The pace of change in today’s IT world is truly astonishing. The traditional roles and descriptions between various IT roles have been blurred. In today’s complex IT environments, Development, Application Support, and IT Operations collaborate often to ensure application service levels are met. Operations, traditionally, relied on siloed monitoring tools to figure out how the infrastructure support applications. However, a new and emerging approach called ops-centric APM claims to provide horizontal visibility into transaction’s performance across all the silos that support applications. All the way from the desktop, down to the database and to the application code.

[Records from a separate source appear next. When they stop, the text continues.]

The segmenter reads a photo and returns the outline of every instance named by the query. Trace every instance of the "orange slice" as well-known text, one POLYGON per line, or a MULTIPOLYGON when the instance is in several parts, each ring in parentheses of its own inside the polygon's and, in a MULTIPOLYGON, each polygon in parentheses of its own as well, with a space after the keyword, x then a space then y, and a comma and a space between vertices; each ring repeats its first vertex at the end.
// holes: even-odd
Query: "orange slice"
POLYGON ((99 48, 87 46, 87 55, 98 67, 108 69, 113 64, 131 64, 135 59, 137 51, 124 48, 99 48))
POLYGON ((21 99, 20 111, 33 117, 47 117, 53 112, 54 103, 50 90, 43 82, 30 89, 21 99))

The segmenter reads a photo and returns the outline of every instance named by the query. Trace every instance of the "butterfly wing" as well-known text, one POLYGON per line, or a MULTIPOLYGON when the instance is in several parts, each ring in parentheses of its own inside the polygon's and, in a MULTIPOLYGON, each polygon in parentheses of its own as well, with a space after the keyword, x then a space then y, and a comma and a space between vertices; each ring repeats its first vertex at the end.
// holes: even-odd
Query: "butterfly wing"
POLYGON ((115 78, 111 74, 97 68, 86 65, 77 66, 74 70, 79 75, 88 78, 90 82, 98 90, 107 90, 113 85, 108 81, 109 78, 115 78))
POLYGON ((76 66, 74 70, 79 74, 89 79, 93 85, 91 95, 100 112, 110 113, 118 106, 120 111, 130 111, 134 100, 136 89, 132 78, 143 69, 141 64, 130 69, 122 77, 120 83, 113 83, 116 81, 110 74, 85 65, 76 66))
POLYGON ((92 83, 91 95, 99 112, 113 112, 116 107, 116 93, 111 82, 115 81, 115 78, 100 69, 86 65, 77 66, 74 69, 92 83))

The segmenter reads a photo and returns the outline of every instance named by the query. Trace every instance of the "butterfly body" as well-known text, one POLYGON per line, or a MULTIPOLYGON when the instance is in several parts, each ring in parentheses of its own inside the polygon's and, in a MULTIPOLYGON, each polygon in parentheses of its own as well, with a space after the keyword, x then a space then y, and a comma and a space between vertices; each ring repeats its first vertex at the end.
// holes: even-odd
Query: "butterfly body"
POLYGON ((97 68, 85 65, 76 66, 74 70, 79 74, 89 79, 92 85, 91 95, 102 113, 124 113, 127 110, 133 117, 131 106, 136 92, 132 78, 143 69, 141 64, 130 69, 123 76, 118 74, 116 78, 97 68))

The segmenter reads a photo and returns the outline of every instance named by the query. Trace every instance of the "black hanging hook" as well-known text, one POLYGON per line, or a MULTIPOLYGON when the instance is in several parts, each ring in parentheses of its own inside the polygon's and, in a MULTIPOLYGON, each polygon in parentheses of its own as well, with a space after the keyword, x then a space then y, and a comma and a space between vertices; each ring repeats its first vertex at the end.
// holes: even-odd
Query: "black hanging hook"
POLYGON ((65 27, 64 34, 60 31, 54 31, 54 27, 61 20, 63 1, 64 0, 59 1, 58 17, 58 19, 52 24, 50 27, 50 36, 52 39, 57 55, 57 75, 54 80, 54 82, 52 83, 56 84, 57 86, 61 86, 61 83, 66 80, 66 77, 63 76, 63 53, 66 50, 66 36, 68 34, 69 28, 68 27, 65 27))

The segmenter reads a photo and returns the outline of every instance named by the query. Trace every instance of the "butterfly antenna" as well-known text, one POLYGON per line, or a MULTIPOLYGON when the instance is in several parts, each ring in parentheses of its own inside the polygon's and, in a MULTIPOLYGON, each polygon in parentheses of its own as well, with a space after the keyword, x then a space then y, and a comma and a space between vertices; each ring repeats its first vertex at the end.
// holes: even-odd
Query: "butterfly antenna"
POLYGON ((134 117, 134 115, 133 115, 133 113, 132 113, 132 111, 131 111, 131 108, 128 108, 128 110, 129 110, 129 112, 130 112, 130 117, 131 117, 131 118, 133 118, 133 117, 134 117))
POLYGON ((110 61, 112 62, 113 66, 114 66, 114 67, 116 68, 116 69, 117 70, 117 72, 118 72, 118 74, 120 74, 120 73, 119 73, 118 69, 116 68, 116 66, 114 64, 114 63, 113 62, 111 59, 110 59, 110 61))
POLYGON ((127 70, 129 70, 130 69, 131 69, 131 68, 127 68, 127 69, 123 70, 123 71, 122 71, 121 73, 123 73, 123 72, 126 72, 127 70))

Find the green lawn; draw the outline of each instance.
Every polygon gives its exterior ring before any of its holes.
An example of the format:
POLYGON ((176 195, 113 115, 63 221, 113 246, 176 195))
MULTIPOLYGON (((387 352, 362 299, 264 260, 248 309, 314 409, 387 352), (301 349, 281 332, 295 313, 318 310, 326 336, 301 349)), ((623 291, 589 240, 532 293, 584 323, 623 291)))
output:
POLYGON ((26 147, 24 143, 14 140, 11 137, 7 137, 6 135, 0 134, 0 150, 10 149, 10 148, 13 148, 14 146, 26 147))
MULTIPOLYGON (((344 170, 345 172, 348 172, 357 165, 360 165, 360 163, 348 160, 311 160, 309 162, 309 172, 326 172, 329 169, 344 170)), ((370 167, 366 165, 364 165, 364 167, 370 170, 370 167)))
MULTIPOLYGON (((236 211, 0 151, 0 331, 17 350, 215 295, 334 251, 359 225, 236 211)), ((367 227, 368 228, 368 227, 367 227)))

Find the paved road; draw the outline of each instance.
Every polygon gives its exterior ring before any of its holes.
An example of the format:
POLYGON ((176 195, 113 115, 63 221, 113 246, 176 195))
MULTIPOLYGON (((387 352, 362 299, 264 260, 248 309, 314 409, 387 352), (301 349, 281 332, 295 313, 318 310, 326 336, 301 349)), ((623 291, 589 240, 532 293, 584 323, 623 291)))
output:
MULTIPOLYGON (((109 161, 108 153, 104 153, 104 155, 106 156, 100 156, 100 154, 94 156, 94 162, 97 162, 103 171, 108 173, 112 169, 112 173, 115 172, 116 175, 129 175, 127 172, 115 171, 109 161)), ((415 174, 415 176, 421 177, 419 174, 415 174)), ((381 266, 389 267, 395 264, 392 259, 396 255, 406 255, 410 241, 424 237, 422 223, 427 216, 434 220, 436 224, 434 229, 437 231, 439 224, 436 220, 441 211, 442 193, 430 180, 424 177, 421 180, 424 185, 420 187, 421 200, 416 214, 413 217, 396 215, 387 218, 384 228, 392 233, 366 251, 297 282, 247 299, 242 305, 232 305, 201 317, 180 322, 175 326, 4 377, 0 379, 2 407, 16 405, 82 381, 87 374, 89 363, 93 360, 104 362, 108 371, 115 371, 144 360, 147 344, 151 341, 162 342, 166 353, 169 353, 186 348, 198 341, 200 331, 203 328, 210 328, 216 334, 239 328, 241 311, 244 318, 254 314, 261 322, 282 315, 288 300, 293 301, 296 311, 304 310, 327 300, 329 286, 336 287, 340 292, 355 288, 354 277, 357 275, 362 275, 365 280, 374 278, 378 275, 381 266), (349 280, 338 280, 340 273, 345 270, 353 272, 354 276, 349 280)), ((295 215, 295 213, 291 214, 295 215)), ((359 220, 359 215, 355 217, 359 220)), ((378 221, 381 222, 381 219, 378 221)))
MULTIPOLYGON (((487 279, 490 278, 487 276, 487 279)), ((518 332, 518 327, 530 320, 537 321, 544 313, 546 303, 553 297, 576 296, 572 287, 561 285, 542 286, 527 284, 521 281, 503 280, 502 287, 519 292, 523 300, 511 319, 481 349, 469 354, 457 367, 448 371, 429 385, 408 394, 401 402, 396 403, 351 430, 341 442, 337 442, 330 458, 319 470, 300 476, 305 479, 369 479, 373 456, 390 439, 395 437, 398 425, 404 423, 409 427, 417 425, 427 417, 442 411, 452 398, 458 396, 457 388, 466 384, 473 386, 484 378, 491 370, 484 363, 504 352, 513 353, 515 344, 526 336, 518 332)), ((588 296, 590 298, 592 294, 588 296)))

In this series of posts, I’ll examine the subtleties of the ops-centric APM approach compared with developer-centric APM, and what it means for IT.
Let’s start with the developer-centric APM approach. These tools use bytecode instrumentation (BCI) technology to gather application performance data. They instrument application at the method level and provide KPI and notification based on the performance of these methods. This allows them to find problems related to the application code. Many of these tools evolved from code profilers. The language and user-interface used by those tools is generally compelling to developers. Bytecode instrumentation technology is known to have overheads and in production the best practices are to limit the instrumentation to API calls only, and avoid deep method instrumentation.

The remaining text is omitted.